One of the things that’s important in any pandemic is you start out with a low knowledge base. And that’s why that learning is so critical. What are the techniques? How do you best learn to protect your health workers? So I think in a sense, the people who are at the frontlines are the heroes always in these circumstances. One of the questions that will be important in understanding the immune response is, are people who have had the disease, particularly mild disease, are they immune from the disease going forward? If they are, they can also become frontline health workers. That was done in Ebola, as you know, and it’s been done in other diseases as well as a way to, you know, help the process when one doesn’t have another choice. Of course, we don’t know that right now. And so it’s a challenge. But that is not a crazy strategy going forward. And that’s why having the test, gets understanding of the baseline of infection, how many people are infected. It’s important to understand all of this.

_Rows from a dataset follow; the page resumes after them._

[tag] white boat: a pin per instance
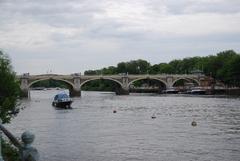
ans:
(62, 100)
(171, 91)
(198, 90)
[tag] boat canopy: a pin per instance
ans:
(61, 96)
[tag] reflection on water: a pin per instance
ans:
(90, 131)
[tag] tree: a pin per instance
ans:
(9, 89)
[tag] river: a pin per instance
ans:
(90, 131)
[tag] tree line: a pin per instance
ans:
(224, 67)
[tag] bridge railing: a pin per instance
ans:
(26, 151)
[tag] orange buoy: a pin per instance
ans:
(194, 123)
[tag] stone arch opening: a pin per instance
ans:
(185, 84)
(52, 83)
(101, 84)
(147, 85)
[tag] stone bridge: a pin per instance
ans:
(76, 81)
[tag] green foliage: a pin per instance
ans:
(9, 89)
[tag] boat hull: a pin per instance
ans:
(64, 104)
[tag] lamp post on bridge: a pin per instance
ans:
(1, 159)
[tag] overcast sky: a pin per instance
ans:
(68, 36)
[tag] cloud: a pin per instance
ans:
(93, 34)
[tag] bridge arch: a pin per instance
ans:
(159, 80)
(42, 79)
(114, 80)
(186, 79)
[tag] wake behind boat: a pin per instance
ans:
(62, 100)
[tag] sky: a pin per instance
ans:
(71, 36)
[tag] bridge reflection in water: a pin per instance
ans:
(76, 81)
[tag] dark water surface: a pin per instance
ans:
(92, 132)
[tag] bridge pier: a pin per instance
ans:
(24, 93)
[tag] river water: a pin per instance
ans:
(90, 131)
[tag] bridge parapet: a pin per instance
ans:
(76, 80)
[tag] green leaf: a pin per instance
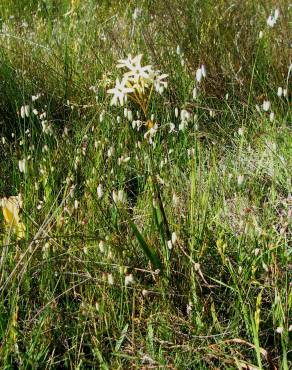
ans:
(150, 253)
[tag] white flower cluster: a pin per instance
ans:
(136, 80)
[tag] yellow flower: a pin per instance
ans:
(10, 208)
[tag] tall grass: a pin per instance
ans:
(97, 282)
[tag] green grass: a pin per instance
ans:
(220, 298)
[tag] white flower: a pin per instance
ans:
(136, 14)
(240, 180)
(173, 238)
(136, 71)
(24, 111)
(266, 105)
(280, 91)
(110, 279)
(201, 73)
(272, 19)
(22, 165)
(119, 91)
(99, 191)
(195, 93)
(130, 115)
(171, 127)
(122, 196)
(185, 115)
(129, 279)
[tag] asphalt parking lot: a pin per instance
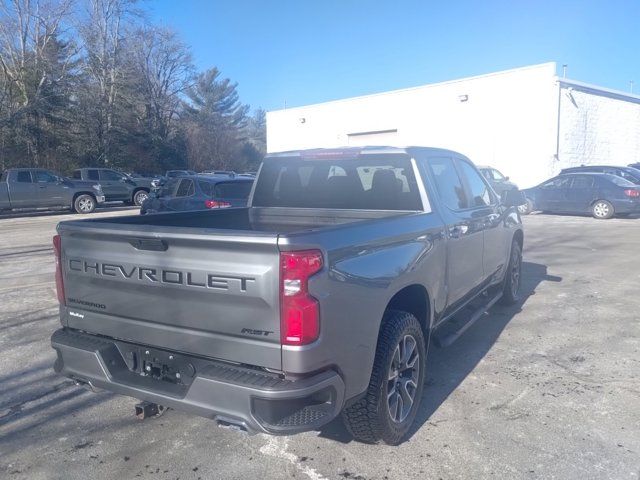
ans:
(547, 389)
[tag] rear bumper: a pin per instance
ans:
(626, 206)
(253, 400)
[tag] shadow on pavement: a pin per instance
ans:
(448, 367)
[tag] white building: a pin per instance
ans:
(526, 122)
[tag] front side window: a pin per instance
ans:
(24, 177)
(110, 175)
(448, 182)
(186, 188)
(558, 182)
(237, 190)
(480, 196)
(497, 176)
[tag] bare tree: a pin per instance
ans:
(35, 60)
(163, 70)
(103, 34)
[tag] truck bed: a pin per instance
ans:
(257, 220)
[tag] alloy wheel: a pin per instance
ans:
(402, 381)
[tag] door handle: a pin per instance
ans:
(458, 231)
(491, 219)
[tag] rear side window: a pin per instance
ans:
(239, 190)
(582, 181)
(186, 188)
(110, 175)
(206, 187)
(448, 182)
(367, 182)
(23, 177)
(46, 177)
(621, 182)
(480, 196)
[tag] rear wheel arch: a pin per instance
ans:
(518, 237)
(413, 299)
(77, 194)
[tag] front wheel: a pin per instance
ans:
(602, 210)
(393, 397)
(84, 204)
(139, 197)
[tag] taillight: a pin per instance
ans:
(299, 311)
(59, 283)
(216, 204)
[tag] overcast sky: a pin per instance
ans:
(305, 51)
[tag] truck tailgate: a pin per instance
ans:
(203, 293)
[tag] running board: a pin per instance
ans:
(444, 339)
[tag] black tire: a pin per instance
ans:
(84, 204)
(527, 208)
(370, 419)
(139, 197)
(602, 210)
(512, 277)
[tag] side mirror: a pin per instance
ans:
(513, 198)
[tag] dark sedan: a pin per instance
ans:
(628, 173)
(198, 192)
(599, 194)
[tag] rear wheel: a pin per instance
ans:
(511, 288)
(84, 204)
(602, 210)
(139, 197)
(392, 400)
(527, 208)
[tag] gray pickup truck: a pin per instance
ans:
(320, 297)
(30, 188)
(117, 186)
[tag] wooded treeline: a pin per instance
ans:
(93, 83)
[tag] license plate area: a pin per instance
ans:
(159, 365)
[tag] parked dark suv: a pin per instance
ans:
(628, 173)
(117, 186)
(199, 192)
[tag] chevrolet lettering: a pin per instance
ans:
(161, 275)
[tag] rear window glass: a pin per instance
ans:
(186, 188)
(24, 177)
(368, 182)
(239, 190)
(621, 182)
(206, 187)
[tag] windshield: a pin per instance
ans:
(369, 182)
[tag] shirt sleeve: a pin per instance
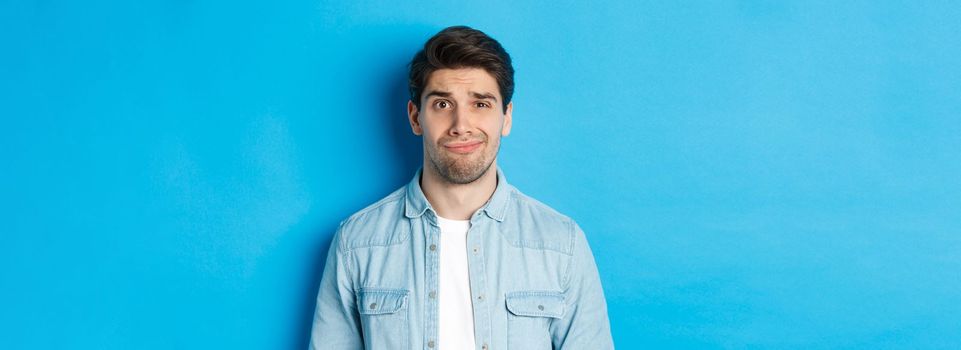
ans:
(336, 321)
(585, 324)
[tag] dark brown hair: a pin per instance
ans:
(461, 47)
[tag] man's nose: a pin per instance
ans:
(461, 123)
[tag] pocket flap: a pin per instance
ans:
(536, 304)
(381, 301)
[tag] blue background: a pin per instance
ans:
(751, 174)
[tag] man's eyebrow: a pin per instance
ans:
(483, 96)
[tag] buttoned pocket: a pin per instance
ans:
(383, 316)
(529, 318)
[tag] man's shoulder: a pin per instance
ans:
(378, 224)
(533, 224)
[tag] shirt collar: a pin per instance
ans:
(496, 207)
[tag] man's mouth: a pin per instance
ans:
(463, 147)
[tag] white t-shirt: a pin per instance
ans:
(456, 322)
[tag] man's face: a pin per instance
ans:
(462, 121)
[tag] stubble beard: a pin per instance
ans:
(462, 170)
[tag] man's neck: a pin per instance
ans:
(454, 201)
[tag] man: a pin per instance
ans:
(458, 258)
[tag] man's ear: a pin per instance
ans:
(412, 115)
(506, 130)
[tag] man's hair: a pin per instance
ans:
(461, 47)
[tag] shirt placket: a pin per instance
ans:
(433, 262)
(478, 284)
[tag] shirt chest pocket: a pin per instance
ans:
(530, 316)
(383, 316)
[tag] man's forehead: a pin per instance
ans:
(462, 80)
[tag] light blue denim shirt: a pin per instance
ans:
(534, 283)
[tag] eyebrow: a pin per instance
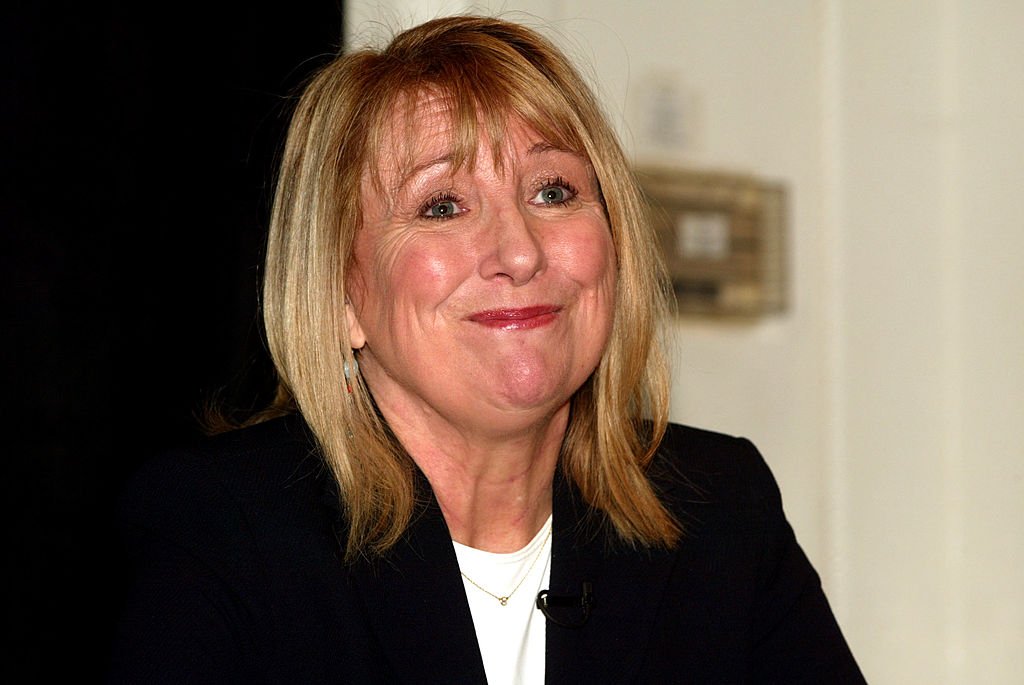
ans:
(537, 148)
(402, 181)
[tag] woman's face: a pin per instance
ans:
(481, 297)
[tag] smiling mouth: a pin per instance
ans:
(517, 318)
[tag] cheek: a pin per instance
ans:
(415, 275)
(589, 256)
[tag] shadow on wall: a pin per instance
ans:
(137, 165)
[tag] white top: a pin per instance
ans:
(511, 637)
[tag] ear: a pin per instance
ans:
(356, 337)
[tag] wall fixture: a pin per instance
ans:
(722, 236)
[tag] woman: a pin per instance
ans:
(467, 474)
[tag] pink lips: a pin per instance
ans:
(517, 318)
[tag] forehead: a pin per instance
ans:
(431, 128)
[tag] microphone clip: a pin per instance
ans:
(566, 610)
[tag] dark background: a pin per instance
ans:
(138, 143)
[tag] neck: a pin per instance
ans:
(494, 489)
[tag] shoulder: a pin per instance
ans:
(710, 467)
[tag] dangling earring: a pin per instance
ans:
(350, 373)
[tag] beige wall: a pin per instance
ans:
(890, 398)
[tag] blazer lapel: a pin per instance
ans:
(416, 606)
(627, 588)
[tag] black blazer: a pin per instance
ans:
(239, 579)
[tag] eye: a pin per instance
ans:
(555, 191)
(442, 206)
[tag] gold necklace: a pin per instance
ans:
(504, 599)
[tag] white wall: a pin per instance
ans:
(889, 399)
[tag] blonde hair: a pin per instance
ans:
(487, 70)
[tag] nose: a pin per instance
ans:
(513, 248)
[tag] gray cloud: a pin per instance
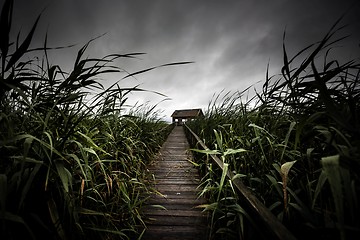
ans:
(230, 42)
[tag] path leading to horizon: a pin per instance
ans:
(172, 214)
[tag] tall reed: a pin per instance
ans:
(72, 163)
(301, 136)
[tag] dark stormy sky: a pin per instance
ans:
(230, 41)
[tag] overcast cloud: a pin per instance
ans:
(229, 41)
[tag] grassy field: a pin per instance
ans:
(73, 157)
(295, 145)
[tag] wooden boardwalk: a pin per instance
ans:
(176, 180)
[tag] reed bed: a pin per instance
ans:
(295, 145)
(73, 157)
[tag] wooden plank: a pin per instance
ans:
(176, 180)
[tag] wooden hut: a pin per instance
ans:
(185, 115)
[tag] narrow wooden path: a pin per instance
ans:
(176, 180)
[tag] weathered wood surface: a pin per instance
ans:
(176, 180)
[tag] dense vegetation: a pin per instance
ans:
(73, 159)
(296, 145)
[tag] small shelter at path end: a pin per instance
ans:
(185, 115)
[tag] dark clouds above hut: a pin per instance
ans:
(230, 42)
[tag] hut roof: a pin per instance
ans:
(187, 113)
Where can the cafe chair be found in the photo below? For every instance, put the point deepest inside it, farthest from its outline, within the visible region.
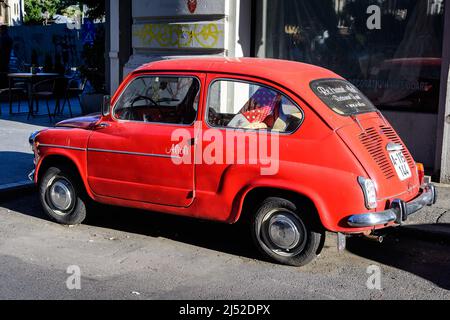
(16, 94)
(47, 90)
(76, 88)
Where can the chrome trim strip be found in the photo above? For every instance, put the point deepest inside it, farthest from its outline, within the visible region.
(392, 147)
(61, 147)
(398, 212)
(135, 153)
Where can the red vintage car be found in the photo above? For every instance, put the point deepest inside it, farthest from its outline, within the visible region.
(292, 148)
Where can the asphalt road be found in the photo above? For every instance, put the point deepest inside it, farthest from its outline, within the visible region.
(128, 254)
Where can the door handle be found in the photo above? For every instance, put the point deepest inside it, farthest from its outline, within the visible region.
(102, 125)
(191, 142)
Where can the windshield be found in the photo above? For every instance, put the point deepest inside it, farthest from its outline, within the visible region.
(342, 97)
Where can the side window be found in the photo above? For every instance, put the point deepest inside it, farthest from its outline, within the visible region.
(242, 105)
(161, 99)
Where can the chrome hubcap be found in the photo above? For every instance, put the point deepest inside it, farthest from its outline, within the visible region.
(283, 232)
(61, 195)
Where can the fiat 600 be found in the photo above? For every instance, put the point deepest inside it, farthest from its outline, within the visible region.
(290, 148)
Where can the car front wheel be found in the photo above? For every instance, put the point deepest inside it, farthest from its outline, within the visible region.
(62, 196)
(287, 234)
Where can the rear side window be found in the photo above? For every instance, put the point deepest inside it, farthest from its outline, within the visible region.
(342, 97)
(244, 105)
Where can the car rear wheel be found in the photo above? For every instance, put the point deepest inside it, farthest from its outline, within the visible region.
(62, 196)
(287, 234)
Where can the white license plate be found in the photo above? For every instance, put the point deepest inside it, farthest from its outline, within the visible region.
(400, 165)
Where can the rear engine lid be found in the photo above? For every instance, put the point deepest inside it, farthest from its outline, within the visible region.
(384, 156)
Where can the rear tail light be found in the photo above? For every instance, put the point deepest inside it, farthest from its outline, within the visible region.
(421, 172)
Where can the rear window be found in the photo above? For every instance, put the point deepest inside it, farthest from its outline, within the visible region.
(342, 97)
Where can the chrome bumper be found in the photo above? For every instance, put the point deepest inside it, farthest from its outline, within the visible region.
(399, 211)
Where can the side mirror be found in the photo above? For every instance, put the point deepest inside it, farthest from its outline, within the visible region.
(106, 107)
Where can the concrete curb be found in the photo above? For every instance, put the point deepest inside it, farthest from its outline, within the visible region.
(433, 232)
(15, 189)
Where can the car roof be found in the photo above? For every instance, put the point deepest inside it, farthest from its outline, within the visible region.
(293, 75)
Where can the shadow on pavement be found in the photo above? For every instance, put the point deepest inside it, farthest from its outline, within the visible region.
(231, 239)
(15, 166)
(429, 260)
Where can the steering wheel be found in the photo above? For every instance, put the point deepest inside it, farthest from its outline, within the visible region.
(130, 113)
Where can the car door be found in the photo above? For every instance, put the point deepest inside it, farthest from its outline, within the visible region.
(138, 155)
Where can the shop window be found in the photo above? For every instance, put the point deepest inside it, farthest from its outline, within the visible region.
(391, 50)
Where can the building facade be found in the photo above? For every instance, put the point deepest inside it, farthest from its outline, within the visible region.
(11, 12)
(396, 51)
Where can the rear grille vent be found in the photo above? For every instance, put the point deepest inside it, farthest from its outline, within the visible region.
(392, 135)
(373, 142)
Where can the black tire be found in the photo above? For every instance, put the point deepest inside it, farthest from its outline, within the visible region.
(273, 230)
(68, 210)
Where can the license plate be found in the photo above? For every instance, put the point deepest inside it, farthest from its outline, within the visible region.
(400, 165)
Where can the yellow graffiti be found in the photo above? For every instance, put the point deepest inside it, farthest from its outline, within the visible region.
(180, 35)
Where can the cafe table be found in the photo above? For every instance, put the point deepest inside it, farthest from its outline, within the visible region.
(29, 79)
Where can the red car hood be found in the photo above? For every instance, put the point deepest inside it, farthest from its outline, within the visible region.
(86, 122)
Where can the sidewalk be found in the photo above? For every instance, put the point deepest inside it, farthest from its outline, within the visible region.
(432, 221)
(16, 156)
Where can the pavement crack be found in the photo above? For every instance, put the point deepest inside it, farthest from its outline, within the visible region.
(441, 216)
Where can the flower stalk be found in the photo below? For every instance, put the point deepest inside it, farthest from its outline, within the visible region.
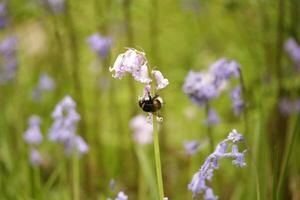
(157, 159)
(75, 175)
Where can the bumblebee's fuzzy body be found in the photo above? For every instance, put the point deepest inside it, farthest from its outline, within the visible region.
(151, 104)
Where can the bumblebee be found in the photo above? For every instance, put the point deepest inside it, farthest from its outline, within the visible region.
(151, 104)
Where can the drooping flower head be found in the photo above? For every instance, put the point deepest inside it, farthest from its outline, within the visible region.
(199, 181)
(202, 87)
(237, 100)
(65, 120)
(56, 6)
(100, 44)
(33, 133)
(64, 127)
(35, 157)
(45, 83)
(135, 63)
(142, 130)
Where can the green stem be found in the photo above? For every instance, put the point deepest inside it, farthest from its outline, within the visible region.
(37, 182)
(75, 174)
(290, 145)
(209, 129)
(147, 173)
(157, 159)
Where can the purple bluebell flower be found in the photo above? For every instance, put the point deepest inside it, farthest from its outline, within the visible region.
(65, 121)
(238, 102)
(100, 44)
(112, 184)
(3, 15)
(46, 83)
(142, 130)
(212, 118)
(191, 147)
(205, 173)
(293, 49)
(33, 133)
(56, 6)
(65, 125)
(121, 196)
(35, 157)
(9, 46)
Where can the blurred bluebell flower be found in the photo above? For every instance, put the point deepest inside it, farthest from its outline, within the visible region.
(237, 101)
(3, 14)
(142, 130)
(112, 184)
(100, 44)
(287, 107)
(65, 125)
(9, 46)
(45, 83)
(160, 80)
(8, 66)
(35, 157)
(76, 143)
(205, 173)
(121, 196)
(65, 120)
(212, 118)
(293, 49)
(191, 147)
(224, 69)
(202, 87)
(56, 6)
(33, 133)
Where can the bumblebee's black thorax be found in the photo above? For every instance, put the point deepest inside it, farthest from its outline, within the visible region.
(151, 104)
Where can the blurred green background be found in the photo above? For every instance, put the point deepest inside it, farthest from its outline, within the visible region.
(177, 36)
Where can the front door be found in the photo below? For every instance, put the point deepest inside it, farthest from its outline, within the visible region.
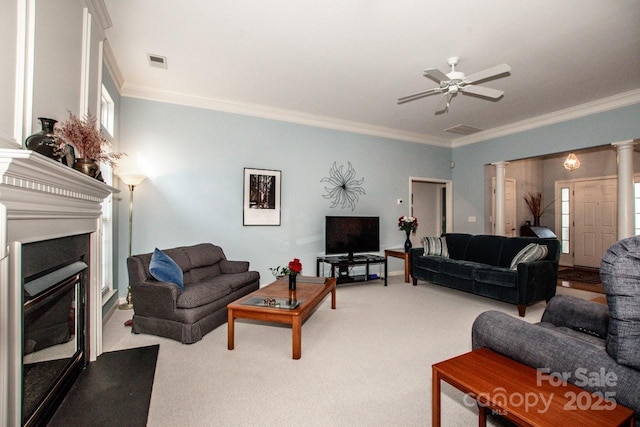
(596, 220)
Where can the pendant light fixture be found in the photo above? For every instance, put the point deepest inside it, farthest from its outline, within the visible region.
(571, 163)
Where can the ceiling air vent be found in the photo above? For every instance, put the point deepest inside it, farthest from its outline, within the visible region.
(157, 61)
(463, 130)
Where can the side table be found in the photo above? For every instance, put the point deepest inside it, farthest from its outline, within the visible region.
(398, 253)
(520, 394)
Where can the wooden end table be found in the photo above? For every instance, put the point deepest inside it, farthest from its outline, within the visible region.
(398, 253)
(521, 394)
(310, 296)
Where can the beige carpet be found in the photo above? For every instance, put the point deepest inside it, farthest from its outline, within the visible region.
(367, 363)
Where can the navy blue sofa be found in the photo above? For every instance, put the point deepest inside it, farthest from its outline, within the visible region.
(480, 264)
(579, 339)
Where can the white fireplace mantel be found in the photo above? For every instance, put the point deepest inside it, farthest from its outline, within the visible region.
(42, 199)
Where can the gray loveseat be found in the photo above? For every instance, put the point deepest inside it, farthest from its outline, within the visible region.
(210, 283)
(480, 264)
(595, 346)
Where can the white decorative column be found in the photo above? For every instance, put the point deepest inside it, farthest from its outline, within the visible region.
(500, 180)
(41, 199)
(626, 217)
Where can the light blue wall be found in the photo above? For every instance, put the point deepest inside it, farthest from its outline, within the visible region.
(195, 159)
(468, 176)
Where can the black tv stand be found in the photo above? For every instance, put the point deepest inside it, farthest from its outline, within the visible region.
(342, 265)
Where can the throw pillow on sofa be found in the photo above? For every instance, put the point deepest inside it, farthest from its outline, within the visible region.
(435, 246)
(531, 252)
(165, 269)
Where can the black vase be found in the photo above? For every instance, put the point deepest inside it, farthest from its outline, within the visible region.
(46, 142)
(407, 244)
(88, 167)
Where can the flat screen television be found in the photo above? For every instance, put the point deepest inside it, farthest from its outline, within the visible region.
(351, 234)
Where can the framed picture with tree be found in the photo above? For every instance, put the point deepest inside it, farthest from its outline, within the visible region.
(261, 197)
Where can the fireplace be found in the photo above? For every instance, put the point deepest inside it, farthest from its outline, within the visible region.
(50, 290)
(53, 318)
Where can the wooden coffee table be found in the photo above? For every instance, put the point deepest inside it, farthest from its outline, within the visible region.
(310, 296)
(518, 393)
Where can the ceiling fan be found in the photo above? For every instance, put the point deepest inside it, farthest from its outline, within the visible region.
(455, 81)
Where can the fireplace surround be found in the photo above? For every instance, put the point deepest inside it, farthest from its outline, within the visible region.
(43, 202)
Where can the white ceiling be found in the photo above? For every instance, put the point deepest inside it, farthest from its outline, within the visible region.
(343, 63)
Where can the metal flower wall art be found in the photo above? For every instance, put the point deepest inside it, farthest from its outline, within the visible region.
(342, 187)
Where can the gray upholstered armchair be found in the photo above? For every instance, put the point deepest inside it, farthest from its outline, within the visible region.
(597, 346)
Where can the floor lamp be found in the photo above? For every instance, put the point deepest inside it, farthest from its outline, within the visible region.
(131, 180)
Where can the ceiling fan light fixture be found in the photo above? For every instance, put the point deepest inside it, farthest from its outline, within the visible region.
(571, 163)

The challenge right now is, what we need is for everybody to embrace what is the best in humanity and not the worst. And I mean, this is if you go back and read The Plague [by Albert Camus], you know, this is exactly the point that he makes in that book. Fear can drive you in any one of two directions. But it’s by embracing humanity and doing the right things that we show our humanity. And that’s going to be critical in a situation like this. Both now, when it’s acutely bad, but even going forward, as we begin to see solutions in sight.